Although it is often viewed as an essentially free resource, compressed air (CA) is anything but free. In fact, in many industrial plants, air compressors consume more energy than any other single end use. And once the air is compressed to the desired pressure, it often has to be dried and cooled before it is sent through the distribution system to the end use, requiring even more energy (Figure 1). According to the U.S. Department of Energy (DOE), CA accounts for 10 percent of industrial electricity consumption.

Obviously, CA can be quite energy-intensive and costly. Fortunately, in most industrial facilities there are many opportunities to improve CA system efficiency with rapid paybacks. A DOE study found that about 15 percent of CA system usage can be saved with simple paybacks of less than 2 years in small to midsize industrial facilities, and that, in larger facilities, these savings could range from 30 to 60 percent of current system usage. Although a comprehensive optimization of your CA system usually requires the services of a highly trained professional, there are a number of very cost-effective steps you can take today, without the aid of an expert, to make your CA system more efficient. These steps include reducing system pressure to the minimum necessary to get the job done, identifying and fixing leaks, eliminating inappropriate uses of CA, and improving system control.

The concepts presented briefly here (and many more) are discussed in far greater detail in Improving Compressed Air System Performance: A Sourcebook for Industry, published by the DOE. See the section on Resources for Further Information.

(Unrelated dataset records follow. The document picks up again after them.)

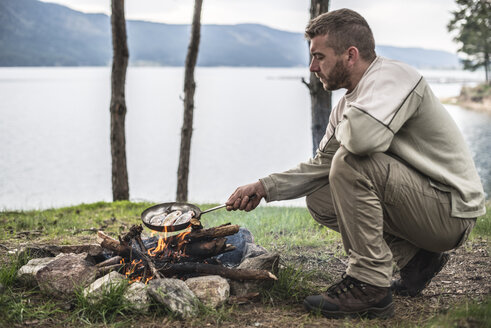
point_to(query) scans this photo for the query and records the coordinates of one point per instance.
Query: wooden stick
(234, 274)
(204, 234)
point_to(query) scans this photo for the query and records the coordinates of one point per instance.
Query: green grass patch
(27, 307)
(483, 224)
(276, 226)
(469, 314)
(293, 284)
(106, 308)
(69, 221)
(9, 268)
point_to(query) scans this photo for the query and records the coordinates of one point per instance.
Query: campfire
(214, 265)
(184, 255)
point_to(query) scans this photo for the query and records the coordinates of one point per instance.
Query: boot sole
(415, 292)
(370, 313)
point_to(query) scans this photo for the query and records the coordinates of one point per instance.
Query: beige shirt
(392, 109)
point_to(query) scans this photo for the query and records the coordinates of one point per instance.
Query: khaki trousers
(384, 211)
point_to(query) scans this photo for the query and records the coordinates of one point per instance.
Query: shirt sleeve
(370, 123)
(308, 176)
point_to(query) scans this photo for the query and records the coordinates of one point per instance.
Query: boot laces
(345, 286)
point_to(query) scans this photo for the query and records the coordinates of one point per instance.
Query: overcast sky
(405, 23)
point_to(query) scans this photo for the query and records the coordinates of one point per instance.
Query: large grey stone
(137, 295)
(66, 273)
(96, 289)
(268, 261)
(27, 273)
(175, 295)
(212, 291)
(253, 250)
(40, 251)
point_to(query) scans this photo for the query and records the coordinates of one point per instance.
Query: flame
(163, 249)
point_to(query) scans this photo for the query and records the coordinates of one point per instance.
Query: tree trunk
(320, 99)
(189, 88)
(118, 103)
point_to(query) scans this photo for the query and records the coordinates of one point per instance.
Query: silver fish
(169, 219)
(186, 217)
(157, 219)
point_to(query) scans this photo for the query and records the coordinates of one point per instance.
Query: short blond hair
(345, 28)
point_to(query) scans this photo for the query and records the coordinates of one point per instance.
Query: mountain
(34, 33)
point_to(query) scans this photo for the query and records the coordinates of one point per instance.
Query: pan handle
(222, 206)
(213, 208)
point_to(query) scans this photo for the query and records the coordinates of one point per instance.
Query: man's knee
(341, 166)
(322, 211)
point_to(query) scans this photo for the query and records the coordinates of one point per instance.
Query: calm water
(249, 122)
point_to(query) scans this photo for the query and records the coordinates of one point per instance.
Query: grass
(8, 270)
(293, 284)
(288, 230)
(469, 314)
(106, 308)
(483, 225)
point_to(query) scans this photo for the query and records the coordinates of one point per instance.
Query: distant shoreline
(484, 106)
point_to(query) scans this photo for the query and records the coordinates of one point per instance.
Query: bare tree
(118, 103)
(320, 98)
(189, 89)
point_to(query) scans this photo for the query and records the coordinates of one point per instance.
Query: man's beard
(338, 78)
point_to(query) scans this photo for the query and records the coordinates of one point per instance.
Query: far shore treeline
(34, 33)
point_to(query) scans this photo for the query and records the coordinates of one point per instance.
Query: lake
(248, 122)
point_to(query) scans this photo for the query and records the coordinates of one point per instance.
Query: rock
(175, 295)
(137, 295)
(253, 250)
(93, 250)
(35, 252)
(239, 240)
(96, 289)
(268, 261)
(27, 273)
(212, 291)
(66, 273)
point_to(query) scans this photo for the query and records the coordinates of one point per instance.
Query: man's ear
(352, 55)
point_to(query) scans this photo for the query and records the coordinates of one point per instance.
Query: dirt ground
(466, 277)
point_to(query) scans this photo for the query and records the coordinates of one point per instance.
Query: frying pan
(160, 209)
(171, 207)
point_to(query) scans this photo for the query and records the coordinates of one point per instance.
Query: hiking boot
(419, 271)
(352, 298)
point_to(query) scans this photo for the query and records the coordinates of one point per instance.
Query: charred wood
(204, 268)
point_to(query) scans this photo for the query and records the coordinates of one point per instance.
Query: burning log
(211, 269)
(205, 249)
(195, 245)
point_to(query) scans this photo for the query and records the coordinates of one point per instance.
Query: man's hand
(246, 197)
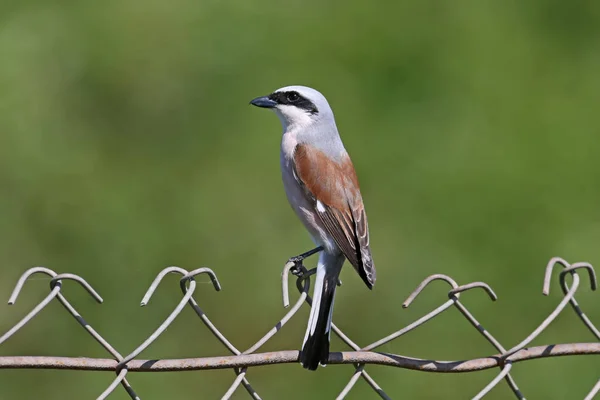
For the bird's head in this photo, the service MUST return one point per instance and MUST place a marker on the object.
(297, 106)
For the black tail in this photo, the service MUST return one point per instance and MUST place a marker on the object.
(315, 348)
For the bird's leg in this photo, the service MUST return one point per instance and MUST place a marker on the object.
(297, 267)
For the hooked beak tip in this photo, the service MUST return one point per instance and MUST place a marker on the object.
(263, 102)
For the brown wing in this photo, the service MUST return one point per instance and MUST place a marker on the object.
(333, 188)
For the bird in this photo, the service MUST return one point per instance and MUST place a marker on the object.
(322, 187)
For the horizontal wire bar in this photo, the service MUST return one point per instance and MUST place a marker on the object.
(291, 356)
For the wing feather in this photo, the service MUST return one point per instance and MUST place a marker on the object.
(341, 211)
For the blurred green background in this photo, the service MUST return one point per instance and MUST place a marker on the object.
(127, 145)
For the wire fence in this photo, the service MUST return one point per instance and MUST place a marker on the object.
(359, 358)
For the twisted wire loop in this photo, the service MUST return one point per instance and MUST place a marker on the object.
(359, 357)
(55, 288)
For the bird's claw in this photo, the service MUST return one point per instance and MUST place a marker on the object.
(298, 268)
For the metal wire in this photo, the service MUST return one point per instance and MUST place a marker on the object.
(241, 361)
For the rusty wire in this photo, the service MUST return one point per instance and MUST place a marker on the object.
(359, 357)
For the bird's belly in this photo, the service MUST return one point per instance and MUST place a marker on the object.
(304, 208)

It is not unusual to find CA systems operating at higher pressures than necessary. This can happen for a variety of reasons, such as inadequate information about end-use requirements, changes to production demands over time, or suboptimal air storage capacity. Operating your CA system above the minimum necessary pressure is wasteful for three reasons. First, it takes more compressor energy to pump air to higher pressure. One rule of thumb is that for systems operating at about 100 pounds per square inch (psi), every increase of 2 psi raises input power to the compressor by 1 percent at full flow. Second, for unregulated CA end uses, the volume of air consumed is highly dependent upon the air pressure—the higher the pressure, the more air consumed, so CA requirements and energy costs can often be reduced significantly without affecting performance simply by reducing system pressure to the minimum necessary. Finally, leaks can be considered another unregulated end use, and the higher the system pressure, the more air is driven through the leaks. For example, at 80 psi, about 21.4 cubic feet per minute (cfm) will flow through a leak with a diameter of 1/8 inch. At 100 psi, that flow would increase by over 20 percent to 26 cfm, wasting thousands of dollars annually.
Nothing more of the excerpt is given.